American public education is facing a crisis. A nation boasting some of the top universities in the world falls short when it comes to the quality of education at the public school level.
One of the leading causes of this problem reverts to one thing: teachers. We don’t stress the importance of good teachers like we should. According to The New York Times, American public school teachers come from the bottom 60 percent of college graduates.
This is a problem, and our shortsightedness keeps us from seeing that. Many colleges offer a curriculum in “education,” and most have dismally low acceptance standards for their programs.
For example, a university in Michigan called Ferris State University admits students into their “Early Childhood Education” program with only a 2.25 high school GPA. How do we expect children to receive a good education when the teachers weren’t good students themselves?

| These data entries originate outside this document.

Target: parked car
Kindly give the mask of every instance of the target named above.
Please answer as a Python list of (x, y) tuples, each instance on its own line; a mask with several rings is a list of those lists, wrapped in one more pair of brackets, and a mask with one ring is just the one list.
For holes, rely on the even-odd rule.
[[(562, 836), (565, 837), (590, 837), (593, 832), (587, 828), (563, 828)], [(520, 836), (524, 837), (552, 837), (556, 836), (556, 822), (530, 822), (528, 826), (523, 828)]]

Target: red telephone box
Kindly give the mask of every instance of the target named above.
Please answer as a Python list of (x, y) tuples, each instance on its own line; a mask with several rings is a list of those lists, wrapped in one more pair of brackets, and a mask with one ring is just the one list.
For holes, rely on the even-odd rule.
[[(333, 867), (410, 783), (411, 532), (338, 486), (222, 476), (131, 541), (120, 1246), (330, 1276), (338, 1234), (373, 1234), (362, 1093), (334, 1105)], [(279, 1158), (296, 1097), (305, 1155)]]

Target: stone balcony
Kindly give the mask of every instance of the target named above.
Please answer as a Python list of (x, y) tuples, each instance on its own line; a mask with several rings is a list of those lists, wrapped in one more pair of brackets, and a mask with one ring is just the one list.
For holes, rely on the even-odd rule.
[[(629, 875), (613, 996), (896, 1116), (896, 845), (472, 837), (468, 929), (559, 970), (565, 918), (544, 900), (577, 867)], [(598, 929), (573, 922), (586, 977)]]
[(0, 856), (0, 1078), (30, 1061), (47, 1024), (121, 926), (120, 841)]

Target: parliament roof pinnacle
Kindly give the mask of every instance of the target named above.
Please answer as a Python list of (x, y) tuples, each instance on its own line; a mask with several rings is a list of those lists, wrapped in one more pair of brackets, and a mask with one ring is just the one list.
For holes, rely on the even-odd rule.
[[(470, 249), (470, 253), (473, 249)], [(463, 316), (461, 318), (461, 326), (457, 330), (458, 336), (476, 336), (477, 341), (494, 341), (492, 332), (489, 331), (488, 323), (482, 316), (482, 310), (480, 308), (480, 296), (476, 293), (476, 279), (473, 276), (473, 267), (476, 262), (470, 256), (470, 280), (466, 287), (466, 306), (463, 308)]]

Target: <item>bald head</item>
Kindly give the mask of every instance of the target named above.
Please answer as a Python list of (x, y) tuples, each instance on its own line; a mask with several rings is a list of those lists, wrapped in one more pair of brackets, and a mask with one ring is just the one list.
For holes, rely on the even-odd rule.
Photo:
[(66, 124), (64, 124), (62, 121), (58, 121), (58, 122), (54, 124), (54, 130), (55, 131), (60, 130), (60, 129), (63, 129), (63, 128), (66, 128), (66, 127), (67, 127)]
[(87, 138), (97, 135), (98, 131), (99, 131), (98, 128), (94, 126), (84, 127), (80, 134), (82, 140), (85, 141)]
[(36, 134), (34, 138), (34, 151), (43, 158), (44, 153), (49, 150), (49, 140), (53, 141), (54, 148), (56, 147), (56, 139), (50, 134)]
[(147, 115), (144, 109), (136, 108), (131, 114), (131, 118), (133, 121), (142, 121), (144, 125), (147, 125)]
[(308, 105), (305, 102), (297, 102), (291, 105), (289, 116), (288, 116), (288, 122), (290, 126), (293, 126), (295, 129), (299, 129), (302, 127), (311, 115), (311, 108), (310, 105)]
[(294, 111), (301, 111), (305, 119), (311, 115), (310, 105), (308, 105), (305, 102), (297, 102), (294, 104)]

This should be a startling statistic to most. Instead of colleges offering a
vague “education” major, they should offer a concentrated subject instead, like any other college degree. Instead of offering this vague curriculum, students who want to teach history, math or biology should study their own fields in depth, and upon graduation, undergo training to become teachers. In doing so, this would afford students to learn under a master of the subject, rather than a generalist.
However, Americans do not value teachers like other countries. Japan, for instance, only recruits the best students in certain fields to teach. There, the profession is highly respected, and the children are not there to get an education, but to learn practical social skills and civic engagement. Perhaps this is what sets them apart from us.
In Japan, education is the backbone of their society, and teachers play an integral role in that philosophy. Quality is highly sought after. Moreover, American teachers are not as good as they should be largely due to the relatively low salaries that remain unattractive to many indebted college graduates.
According to CBS, Japanese teachers make $11,000 more than the average American schoolteacher. A good student can find a job with a substantially higher salary, so where is the incentive to teach?
A study made by McKinsey & Company found that in New York City in 1970, the difference between an attorney’s salary versus a teacher’s was only $2,000. Now, that disparity has grown to a staggering $115,000.
Perhaps the reason teachers are continually paid so little is because of this mentality that drives the notion of education solely as a means to an end — the end being a job — which I do not see as a problem.
This mindset, however, becomes a problem once other crucial subjects — reading, writing, math, science and history are neglected in favor of more “practical” skills or vocations. The classic trivium of grammar, rhetoric and logic would provide a firm basis on which to build on other subjects: math, reading and writing — subjects with which American schoolchildren continually struggle.
Unfortunately, a classical education is highly criticized for its perceived lack of practicality and elitism.
Someday, America will learn — I hope.